In the next section we will refactor our code to ease reproducibility and also to ensure our Dash app is cleaner. 

We can then put our function dictionary into a Python function. 

In [18]:
def graph_region(region_df, graph_type: str, dimension1: str, dimension2: str):
    """
    Parameters
    ----------
        region_df: (dataframe object) reshaped data frame object with mortage, delinquency and population data
        graph_type: (string) "box", "violin", "scatter", "line"
        dimension1: (str) one of 'Time' or 'Geography'
        dimension2: (str) one of 'AverageMortgageAmount', 'AverageMortgageAmount' or 'PopulationSize'
        
    Returns:
    --------
        Plotly figure 
    """
    
    plot_dict = {'box': px.box,'violin': px.violin, 'scatter': px.scatter, 'line':px.line}
        
    try:
        # Initialize function
        fig = plot_dict[graph_type](region_df, 
                                    x=dimension1, 
                                    y=dimension2, 
                                    color = "Geography",
                                   hover_name = "Time")
        # Format figure 
        title_string = f'Chart: {graph_type} plot of {dimension1} and {dimension2} by Geography'
        fig.update_layout(title = title_string)
        fig.update_xaxes(tickangle=-45)
        return fig
    
    except KeyError:
        print("Key not found. Make sure that 'graph_type' is in ['box','violin', 'scatter', 'line']")
    except ValueError:
        print("Dimension is not valid. dimension1 is one of 'Time' or 'Geography'")
        print("dimension2 is one of 'AverageMortgageAmount', 'DelinquencyRate', 'PopulationSize'")

In [22]:
graph_region(data_pop_del_mort_df, 'line', "Time", "AverageMortgageAmount")

In [23]:
graph_region(data_pop_del_mort_df, 'box', "Geography", "PopulationSize")

In [34]:
graph_region(data_pop_del_mort_df, 'scatter', "AverageMortgageAmount", "DelinquencyRate")
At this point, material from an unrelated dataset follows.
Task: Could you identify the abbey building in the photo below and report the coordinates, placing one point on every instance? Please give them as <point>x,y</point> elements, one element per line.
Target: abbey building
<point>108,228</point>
## Bonus, incorporating time series plots

In [24]:
# Optional to have regions

fig = px.scatter(data_frame=data_pop_del_mort_df,
          y = "AverageMortgageAmount",
          x = "DelinquencyRate",
          size= "PopulationSize",
          color= "Geography",
          animation_frame="Time",
           animation_group="Geography",
           title = "Delinquency rate vs average mortgage over time"
          )
fig.update_layout(yaxis_range=[100000,500000])
fig.update_layout(xaxis_range=[0,1])
fig.show()

This concludes part I. In the next section, we will take what we built together and work on the components of our dashboard.